ASCII Stands for American Standard Code for Information Interchange (pronounced ‘as-key’). This is a standard set of characters understood by all computers, consisting mostly of letters and numbers plus a few basic symbols such as $ and %. Which employs the 128 possible 7-bit integers to encode the 52 uppercase and lowercase letters and 10 numeric digits of the Roman alphabet, plus punctuation characters and some other symbols. The fact that almost everyone agrees on ASCII makes it relatively easy to exchange information between different programs, different operating systems, and even different computers.
It also means you can easily print basic text and numbers on any printer, with the notable exception of PostScript printers. If you are working in the Mac Write word processing application on the Mac and you need to send your file to someone who uses Word-star on the PC, you can save the document as an ASCII file (which is the same as text-only). After you transfer the file to the PC (on a disk or via a cable or modem),the other person will be able to open the file in Word-star.
In ASCII, each character has a number which the computer or printer uses to represent that character. For instance, a capital A is number 65 in the code. Although there are 256 possible characters in the code, ASCII standardizes only 128 characters, and the first 32 of these are “control characters,” which are supposed to be used to control the computer and don’t appear on the screen. That leaves only enough code numbers for all the capital and lowercase letters, the digits, and the most common punctuation marks.

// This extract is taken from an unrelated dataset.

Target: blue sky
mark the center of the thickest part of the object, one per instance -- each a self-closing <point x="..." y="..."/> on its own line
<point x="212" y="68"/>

Another ASCII limitation is that the code doesn’t include any information about the way the text should look (its format). ASCII only tells you which characters the text contains. If you save a formatted document as ASCII,you will lose all the font formatting, such as the typeface changes, the italics, the bolds, and even the special characters like ©, TM, or ®. Usually carriage returns and tabs are saved.
Unlike some earlier character encodings that used fewer than 7 bits, ASCII does have room for both the uppercase and lowercase letters and all normal punctuation characters but, as it was designed to encode American English it does not include the accented characters and ligatures required by many European languages (nor the UK pound sign £). These characters are provided in some 8-bit EXTENDED ASCII character sets, including ISO LATIN 1 or ANSI 1, but not all software can display 8-bit characters, and some serial communications channels still remove the eighth bit from each character. Despite its shortcomings, ASCII is still important as the ‘lowest common denominator’ for representing textual data, which almost any computer in the world can display.
The ASCII standard was certified by ANSI in 1977,and the ISO adopted an almost identical code as ISO 646.